Saat Listrik Mati, Kegiatan Manusia pun Terhenti




Oleh Lulu Nugroho


Beberapa hari lalu (4/8/2019) terjadi mati listrik di sejumlah wilayah Pulau Jawa, seperti DKI Jakarta, Jawa Barat, hingga Banten. Padamnya listrik disebabkan gangguan pada Saluran Udara Tegangan Extra Tinggi (SUTET) 500 kV Ungaran- Pemalang. Butuh waktu yang tidak sedikit bagi PLN untuk memperbaiki situasi supaya kembali normal. Beberapa wilayah ada tidak mendapat listrik hingga lebih dari 12 jam.


Vice President Corporate Communications Telkomsel Denny Abidin mengatakan, Telkomsel melakukan inventarisasi akibat terjadinya gangguan pasokan listrik dari Perusahaan Listrik Negara (PLN) di wilayah Jakarta, Banten, Jawa Barat, dan sekitarnya. "Kondisi jaringan Telkomsel hingga saat ini kami masih menginventarisasi jumlah perangkat jaringan yang terkena dampak penurunan kualitas akibat gangguan ini," ujar Denny di Jakarta, Ahad (4/8). (Republika.co.id, 5/8/2019)


Area yang memiliki pasokan listrik gedung yang cukup, misalnya mal, restoran, bandara, Rumah Sakit, atau area public services yang memiliki pasokan listrik genset. Tapi tetap saja hal ini menyulitkan masyarakat. Nampak betapa lumpuhnya manusia, tanpa listrik.

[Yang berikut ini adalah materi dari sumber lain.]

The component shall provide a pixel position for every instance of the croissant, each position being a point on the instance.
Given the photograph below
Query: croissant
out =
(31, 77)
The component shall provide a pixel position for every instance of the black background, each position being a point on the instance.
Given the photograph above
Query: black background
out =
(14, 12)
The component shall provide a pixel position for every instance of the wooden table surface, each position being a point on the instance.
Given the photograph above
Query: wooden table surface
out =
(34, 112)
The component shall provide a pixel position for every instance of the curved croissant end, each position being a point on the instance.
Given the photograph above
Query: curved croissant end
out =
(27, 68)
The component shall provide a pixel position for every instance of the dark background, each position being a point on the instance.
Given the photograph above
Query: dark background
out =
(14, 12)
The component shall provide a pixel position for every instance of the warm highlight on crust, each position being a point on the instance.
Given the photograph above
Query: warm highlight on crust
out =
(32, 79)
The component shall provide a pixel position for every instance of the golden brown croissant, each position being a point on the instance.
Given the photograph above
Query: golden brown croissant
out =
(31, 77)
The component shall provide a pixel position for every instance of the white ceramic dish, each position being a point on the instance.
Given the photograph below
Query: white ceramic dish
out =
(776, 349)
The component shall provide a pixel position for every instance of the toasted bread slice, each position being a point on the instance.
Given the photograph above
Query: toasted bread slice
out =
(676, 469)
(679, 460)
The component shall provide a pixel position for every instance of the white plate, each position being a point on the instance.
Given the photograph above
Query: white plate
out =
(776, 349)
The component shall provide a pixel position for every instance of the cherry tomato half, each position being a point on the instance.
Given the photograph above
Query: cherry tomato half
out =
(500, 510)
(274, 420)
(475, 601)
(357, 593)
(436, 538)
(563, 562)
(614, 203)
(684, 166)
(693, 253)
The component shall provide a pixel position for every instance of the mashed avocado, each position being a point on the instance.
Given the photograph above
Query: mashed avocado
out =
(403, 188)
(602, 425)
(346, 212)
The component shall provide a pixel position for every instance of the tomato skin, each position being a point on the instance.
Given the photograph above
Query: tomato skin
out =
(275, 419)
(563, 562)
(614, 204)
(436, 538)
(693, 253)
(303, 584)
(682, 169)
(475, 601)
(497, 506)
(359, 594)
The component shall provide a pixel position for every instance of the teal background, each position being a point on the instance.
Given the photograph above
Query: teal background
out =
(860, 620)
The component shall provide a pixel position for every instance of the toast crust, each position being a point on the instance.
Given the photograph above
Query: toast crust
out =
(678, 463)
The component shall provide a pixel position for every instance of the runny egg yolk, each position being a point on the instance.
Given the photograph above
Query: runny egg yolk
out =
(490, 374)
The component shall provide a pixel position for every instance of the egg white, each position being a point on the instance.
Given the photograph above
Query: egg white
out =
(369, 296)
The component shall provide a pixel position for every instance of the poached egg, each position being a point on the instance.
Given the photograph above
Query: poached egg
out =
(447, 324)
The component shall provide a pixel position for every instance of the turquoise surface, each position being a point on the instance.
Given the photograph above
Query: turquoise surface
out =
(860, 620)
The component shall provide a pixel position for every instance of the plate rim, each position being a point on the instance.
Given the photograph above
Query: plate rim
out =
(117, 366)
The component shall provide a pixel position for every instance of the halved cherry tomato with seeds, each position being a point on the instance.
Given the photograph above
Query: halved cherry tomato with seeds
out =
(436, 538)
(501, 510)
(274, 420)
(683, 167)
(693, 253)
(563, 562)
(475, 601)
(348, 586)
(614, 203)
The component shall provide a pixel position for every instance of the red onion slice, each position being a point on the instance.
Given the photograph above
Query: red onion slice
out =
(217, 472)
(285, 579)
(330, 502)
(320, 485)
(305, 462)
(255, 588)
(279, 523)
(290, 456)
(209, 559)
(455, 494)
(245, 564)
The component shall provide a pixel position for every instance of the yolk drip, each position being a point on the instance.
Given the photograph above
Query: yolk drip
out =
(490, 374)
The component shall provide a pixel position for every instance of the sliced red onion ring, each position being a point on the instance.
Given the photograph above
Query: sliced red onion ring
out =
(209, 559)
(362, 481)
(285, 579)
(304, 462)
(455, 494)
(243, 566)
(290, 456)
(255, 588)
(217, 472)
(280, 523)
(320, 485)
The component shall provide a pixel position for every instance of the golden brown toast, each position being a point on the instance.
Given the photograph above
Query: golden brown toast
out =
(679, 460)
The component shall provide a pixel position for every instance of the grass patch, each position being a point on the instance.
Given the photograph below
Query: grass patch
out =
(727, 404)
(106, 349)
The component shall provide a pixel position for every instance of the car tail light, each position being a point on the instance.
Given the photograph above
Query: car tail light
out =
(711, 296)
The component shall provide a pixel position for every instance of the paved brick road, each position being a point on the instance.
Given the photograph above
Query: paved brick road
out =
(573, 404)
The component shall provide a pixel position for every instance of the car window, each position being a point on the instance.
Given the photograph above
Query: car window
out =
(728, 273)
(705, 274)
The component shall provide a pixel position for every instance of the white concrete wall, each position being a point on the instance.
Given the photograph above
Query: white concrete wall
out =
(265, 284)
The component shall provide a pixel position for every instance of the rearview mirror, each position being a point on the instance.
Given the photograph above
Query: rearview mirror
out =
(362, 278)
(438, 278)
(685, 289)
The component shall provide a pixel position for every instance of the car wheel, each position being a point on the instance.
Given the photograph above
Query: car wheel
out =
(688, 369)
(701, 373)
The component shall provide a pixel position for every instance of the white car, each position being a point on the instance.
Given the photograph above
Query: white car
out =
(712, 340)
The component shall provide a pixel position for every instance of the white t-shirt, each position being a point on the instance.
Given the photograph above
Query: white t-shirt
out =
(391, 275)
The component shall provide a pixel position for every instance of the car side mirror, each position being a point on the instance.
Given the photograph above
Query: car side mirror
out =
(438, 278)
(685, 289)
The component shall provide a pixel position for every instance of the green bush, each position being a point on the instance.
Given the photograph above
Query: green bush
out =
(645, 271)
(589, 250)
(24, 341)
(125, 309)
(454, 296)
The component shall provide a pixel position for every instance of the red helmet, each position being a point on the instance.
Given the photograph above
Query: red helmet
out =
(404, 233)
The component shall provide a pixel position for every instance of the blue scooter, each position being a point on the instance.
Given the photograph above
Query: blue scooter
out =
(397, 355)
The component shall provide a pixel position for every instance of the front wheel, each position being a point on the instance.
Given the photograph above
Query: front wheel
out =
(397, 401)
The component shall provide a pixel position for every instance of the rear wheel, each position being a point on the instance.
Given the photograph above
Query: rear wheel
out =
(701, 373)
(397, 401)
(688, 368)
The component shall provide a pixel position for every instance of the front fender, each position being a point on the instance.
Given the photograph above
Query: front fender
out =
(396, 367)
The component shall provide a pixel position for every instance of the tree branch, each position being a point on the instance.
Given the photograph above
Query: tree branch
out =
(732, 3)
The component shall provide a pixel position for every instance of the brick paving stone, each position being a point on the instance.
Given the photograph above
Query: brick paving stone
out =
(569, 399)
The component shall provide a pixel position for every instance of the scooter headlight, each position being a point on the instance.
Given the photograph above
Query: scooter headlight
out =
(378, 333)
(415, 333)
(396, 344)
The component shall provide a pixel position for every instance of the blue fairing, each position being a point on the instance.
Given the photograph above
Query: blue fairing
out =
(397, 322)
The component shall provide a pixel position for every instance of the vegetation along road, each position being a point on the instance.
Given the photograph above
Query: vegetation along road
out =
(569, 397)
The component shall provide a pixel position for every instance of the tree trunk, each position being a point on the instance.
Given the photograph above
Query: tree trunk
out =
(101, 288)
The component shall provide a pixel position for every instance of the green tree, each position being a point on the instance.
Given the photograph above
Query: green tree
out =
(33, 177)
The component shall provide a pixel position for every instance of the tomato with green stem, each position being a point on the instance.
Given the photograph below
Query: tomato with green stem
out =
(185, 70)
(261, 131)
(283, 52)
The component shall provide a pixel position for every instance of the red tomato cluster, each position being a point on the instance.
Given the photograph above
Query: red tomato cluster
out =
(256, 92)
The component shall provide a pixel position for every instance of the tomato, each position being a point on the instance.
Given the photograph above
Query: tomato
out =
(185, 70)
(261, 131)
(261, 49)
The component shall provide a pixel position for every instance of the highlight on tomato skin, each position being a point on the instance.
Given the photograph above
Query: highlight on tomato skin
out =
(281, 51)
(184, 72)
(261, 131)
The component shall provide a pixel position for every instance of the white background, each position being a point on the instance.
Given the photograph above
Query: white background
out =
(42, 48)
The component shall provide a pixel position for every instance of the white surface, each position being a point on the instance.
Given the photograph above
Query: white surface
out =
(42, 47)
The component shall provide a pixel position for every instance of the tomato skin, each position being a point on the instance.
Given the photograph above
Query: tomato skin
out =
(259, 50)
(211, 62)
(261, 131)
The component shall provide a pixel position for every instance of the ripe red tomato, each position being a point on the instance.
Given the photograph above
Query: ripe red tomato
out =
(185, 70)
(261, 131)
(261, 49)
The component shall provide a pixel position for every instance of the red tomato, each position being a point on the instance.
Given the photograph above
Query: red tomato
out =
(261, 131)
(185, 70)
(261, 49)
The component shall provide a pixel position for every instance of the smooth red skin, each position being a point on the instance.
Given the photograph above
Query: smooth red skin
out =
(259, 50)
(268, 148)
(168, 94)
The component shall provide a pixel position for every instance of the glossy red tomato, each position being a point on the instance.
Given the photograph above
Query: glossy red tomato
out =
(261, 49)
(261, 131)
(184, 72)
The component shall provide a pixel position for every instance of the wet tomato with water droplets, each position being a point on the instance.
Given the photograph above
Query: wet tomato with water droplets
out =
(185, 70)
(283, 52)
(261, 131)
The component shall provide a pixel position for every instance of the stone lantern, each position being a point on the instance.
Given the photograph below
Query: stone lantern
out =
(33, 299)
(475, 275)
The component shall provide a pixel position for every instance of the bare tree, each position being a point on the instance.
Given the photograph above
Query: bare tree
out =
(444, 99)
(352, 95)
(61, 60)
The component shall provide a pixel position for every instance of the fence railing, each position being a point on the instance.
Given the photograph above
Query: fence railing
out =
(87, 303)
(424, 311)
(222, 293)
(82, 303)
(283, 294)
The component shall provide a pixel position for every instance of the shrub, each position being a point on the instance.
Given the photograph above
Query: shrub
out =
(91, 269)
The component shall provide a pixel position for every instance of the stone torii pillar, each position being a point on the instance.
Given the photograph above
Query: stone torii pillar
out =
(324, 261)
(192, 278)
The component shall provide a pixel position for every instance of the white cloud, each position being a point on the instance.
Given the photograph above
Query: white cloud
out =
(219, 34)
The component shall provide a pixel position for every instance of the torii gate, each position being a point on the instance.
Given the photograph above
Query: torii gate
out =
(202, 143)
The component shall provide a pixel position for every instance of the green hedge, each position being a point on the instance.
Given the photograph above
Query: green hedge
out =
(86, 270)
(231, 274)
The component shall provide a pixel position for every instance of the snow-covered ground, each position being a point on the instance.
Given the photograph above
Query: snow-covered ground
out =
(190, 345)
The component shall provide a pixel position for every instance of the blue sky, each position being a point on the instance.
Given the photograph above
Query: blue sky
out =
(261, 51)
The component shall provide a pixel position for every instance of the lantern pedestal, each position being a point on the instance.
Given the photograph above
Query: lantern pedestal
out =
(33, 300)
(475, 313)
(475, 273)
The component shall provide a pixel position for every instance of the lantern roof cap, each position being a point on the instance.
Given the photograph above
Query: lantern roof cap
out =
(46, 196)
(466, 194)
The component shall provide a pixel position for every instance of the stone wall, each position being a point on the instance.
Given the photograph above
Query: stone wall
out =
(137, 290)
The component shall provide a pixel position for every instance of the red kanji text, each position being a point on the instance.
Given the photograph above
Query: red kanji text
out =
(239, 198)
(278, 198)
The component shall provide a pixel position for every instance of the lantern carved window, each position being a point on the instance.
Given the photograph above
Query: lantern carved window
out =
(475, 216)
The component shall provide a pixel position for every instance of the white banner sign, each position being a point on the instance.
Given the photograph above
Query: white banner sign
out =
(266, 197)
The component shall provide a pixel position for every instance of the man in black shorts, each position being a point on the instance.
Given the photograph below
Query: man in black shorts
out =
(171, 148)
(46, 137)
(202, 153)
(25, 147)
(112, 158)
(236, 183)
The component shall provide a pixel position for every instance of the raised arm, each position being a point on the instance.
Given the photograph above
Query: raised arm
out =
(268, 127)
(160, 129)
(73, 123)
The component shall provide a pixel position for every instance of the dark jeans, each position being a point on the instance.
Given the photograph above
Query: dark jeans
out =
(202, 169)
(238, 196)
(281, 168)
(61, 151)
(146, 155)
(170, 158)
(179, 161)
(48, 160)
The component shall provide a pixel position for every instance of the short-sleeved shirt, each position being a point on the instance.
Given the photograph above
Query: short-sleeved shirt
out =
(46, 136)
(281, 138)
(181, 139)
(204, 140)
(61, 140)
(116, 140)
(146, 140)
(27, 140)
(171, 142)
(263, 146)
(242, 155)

Beberapa saat tidak bisa bepergian menggunakan Moda Raya Terpadu (Mass Rapid Transit /MRT), Kereta Rel Listrik (KRL) terganggu, pesan gojek dan grab pun sulit. Telepon seluler mati. E-money tidak laku, semua harus bayar tunai. Lampu merah pun mati, stasiun pengisian bahan bakar umum (SPBU) tidak beroperasi, jalan-jalan menjadi macet. Saat listrik mati, kehidupan di dalam rumah hingga bernegara nyaris terhenti.


Listrik menjadi hak umat. Penguasa wajib memenuhi kebutuhan warganya. Tidak hanya memberi kemudahan untuk mendapatkan akses penerangan, tapi juga tidak membebani umat dengan problem kenaikan tarif dasar listrik. Bukankah seharusnya kebutuhan umat tercukupi dari pengelolaan sumber daya alam yang melimpah di negeri ini.


Kilas balik di masa peradaban Islam menguasai dunia, Eropa justru berada pada masa kegelapan. Penguasa tirani menindas rakyat, dan membebani dengan berbagai pajak dan pungutan. Masa kegelapan Eropa (Dark Ages) tidak hanya banyak wabah penyakit, kematian dan tingginya kriminalitas di sana. Akan tetapi di malam hari, memang gelap, tidak ada penerangan.


Berbanding terbalik dengan pemerintahan Islam, mereka berada pada masa keemasan (Golden Age). Banyak penemuan dari kalangan muslim. Ilmu dengan mudah diperoleh umat, sebab penguasa taat pada agamanya hingga takut melalaikan amanah pengurusan umat. Maka tidak hanya umat berjaya pada waktu itu. Wilayah negeri muslim pun terang benderang.


Masa Khalifah Al Manshur, kota-kota di Baghdad maupun Cordoba tertata rapi. Jalan yang bersih dengan saluran pembuangan yang teratur. Penerangan pada malam hari. Angka kiminalitas ditekan. Penguasa memperhatikan hak umat karena takutnya terhadap sanksi yang datang dari Allah. 


Inilah yang diperlukan sebuah negeri, yaitu pemimpin yang bersungguh-sungguh memperhatikan urusan rakyatnya atas dasar iman kepada Allah. Kesejahteraan akan mudah sekali dicapai jika seluruh aktivitas penguasa ditujukan semata hanya untuk mendapat rida Allah. Wallahu 'alam.